Marc Delhaie, PDG d’Iron Mountain France et Suisse
La sauvegarde et le stockage des données est l’équivalent informatique du ménage de fin de journée. Chacun range bien proprement ses données avec la certitude qu’elles seront en sécurité et faciles à retrouver. Difficile d’imaginer qu’un tel sujet puisse porter à controverse. Et pourtant si, et à juste titre.

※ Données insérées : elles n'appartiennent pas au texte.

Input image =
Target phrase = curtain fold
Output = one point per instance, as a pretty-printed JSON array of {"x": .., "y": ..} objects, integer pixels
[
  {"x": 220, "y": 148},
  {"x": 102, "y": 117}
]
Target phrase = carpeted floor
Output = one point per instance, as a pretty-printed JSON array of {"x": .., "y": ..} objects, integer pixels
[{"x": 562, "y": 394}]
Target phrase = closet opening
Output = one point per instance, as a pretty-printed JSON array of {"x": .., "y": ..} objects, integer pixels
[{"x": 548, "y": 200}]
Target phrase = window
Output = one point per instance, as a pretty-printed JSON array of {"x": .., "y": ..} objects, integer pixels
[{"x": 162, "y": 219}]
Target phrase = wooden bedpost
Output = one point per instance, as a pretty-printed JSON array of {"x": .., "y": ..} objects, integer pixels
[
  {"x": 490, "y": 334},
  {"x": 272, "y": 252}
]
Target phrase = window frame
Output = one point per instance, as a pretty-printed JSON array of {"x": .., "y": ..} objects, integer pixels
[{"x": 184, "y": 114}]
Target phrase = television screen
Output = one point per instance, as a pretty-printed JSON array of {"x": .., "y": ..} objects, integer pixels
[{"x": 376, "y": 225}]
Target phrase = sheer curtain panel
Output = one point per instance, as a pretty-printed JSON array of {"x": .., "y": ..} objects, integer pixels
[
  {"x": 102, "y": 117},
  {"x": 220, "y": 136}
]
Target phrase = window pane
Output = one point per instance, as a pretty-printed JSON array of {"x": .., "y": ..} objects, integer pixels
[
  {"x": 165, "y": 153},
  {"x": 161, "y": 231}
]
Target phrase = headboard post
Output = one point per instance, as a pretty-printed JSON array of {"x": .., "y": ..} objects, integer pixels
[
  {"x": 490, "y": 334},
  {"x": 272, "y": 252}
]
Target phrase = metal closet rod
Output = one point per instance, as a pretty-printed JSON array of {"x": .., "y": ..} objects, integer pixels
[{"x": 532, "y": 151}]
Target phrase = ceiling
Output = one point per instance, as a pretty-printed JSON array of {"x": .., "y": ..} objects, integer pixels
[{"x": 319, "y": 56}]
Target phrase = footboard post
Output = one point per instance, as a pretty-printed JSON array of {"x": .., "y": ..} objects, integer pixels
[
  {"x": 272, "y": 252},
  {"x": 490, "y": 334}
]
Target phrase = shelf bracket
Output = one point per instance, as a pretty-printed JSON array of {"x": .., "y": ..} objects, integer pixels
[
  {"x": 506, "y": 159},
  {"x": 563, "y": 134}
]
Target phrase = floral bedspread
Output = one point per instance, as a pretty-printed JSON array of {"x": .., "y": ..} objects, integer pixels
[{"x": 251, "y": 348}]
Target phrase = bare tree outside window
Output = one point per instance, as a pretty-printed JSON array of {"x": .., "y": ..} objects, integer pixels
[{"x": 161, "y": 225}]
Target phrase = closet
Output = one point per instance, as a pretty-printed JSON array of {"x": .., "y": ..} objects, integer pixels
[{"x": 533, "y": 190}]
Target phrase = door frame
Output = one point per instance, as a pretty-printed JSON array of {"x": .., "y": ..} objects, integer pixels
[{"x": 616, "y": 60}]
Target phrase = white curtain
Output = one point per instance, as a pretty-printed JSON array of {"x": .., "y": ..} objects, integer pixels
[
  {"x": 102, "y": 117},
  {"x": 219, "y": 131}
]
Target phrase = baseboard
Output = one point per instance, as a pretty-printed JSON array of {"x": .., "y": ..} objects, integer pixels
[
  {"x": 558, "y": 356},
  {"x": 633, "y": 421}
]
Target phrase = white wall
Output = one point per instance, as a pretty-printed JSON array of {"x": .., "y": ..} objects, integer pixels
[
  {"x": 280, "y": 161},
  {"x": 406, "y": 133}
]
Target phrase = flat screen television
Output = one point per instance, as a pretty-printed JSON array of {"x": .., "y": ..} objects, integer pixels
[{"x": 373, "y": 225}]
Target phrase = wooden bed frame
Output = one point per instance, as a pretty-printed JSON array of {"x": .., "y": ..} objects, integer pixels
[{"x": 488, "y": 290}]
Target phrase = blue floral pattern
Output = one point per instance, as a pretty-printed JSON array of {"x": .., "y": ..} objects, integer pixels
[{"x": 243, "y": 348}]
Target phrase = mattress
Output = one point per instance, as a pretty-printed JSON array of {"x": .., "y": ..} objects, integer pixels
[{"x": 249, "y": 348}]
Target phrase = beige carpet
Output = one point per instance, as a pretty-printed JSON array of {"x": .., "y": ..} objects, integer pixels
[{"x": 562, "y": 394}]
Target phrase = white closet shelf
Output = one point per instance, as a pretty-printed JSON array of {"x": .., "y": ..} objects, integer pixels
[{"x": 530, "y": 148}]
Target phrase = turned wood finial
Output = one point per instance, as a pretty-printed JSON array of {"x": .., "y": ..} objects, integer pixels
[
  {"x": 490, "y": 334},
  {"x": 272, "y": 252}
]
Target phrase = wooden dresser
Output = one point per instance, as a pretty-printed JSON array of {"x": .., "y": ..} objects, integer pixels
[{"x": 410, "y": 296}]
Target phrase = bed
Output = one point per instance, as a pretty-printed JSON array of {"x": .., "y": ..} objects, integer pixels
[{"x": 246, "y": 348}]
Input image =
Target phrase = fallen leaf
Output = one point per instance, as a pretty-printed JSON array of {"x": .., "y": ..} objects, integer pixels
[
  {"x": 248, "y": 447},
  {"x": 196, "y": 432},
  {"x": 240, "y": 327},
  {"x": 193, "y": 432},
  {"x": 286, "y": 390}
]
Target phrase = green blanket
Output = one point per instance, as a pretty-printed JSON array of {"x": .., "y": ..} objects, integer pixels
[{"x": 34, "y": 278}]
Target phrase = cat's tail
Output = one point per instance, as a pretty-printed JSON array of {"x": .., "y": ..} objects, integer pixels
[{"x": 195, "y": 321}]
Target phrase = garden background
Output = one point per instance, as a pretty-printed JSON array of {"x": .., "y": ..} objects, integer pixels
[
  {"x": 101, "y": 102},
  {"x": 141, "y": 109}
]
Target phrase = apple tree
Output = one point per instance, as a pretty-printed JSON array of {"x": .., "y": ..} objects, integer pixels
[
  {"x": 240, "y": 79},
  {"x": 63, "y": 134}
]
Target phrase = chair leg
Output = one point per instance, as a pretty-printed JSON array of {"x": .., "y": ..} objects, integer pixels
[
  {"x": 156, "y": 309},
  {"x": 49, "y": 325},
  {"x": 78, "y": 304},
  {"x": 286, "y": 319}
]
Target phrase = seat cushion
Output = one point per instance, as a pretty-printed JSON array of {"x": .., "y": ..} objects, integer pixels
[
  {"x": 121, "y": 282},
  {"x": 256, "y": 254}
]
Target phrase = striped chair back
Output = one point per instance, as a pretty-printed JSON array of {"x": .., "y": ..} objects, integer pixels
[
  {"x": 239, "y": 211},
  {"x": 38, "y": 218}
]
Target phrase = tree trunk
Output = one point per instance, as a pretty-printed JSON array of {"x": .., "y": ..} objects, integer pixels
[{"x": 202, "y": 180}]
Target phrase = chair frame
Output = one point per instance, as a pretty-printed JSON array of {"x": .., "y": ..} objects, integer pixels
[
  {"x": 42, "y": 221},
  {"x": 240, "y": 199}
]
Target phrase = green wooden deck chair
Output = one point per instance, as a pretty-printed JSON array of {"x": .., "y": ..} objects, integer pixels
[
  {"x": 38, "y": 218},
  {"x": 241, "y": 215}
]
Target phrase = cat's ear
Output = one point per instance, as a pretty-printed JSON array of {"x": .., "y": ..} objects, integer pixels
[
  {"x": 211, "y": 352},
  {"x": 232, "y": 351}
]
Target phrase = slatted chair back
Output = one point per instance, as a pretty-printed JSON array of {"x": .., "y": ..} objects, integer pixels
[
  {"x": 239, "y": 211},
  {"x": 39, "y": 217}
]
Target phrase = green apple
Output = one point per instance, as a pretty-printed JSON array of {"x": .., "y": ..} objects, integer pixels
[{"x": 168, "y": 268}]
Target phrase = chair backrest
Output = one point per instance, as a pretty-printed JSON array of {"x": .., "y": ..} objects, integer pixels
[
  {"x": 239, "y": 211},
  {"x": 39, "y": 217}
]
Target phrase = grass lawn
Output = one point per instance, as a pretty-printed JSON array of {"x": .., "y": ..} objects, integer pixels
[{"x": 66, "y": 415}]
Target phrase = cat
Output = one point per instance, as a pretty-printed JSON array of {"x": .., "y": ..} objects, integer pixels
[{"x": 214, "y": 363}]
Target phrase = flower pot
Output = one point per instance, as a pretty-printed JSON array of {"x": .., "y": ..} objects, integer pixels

La solution adoptée par bien des organisations consiste en un plan de sauvegarde et de stockage des données centralisé, décliné en différentes options. C’est là que le débat devient houleux. Les plus véhéments sont les adeptes convaincus du Cloud, qui n’hésitent jamais à souligner qu’à un moment ou à un autre, toutes les sauvegardes sur disque dur se perdent, et que rien n’offre autant de capacité de stockage, de flexibilité et de facilité d’utilisation. À l’autre extrême, vous trouvez les prudents, plus méfiants vis-à-vis du Cloud. Ceux-là vous renverront aux faits sans cesse plus nombreux. La récente étude Symantec indique que 68 % d’entreprises se sont trouvées dans l’incapacité de récupérer les données stockées dans le Cloud, et Forrester recommande sans réserve aux entreprises d’effectuer des sauvegardes de toutes leurs données stockées sur le Cloud
Le monde de l’entreprise couvre une réalité complexe. Les départements IT doivent composer avec des budgets restreints et un empilement d’infrastructures informatiques et se laissent de plus en plus tenter par la sécurité et les avantages offerts par un fournisseur Cloud bien établi. Dans bien des cas, cela mène à un système hybride de stockage et de sauvegarde des données : serveurs sur site pour les informations les plus importantes et les plus confidentielles, et bandes et disques placés en lieu sûr, ainsi que le Cloud, pour les données moins importantes et moins utilisées. Résultat, les données sont bien rangées, bien protégées à peu de coût, et l’équipe IT peut se consacrer à des tâches plus stratégiques. C’est le cas, du moins, jusqu’à ce que les employés se mettent à réclamer les données auxquelles ils ne trouvent plus l’accès. Bien des équipes IT, prises par surprise, ne sont pas armées pour répondre à toutes ces demandes.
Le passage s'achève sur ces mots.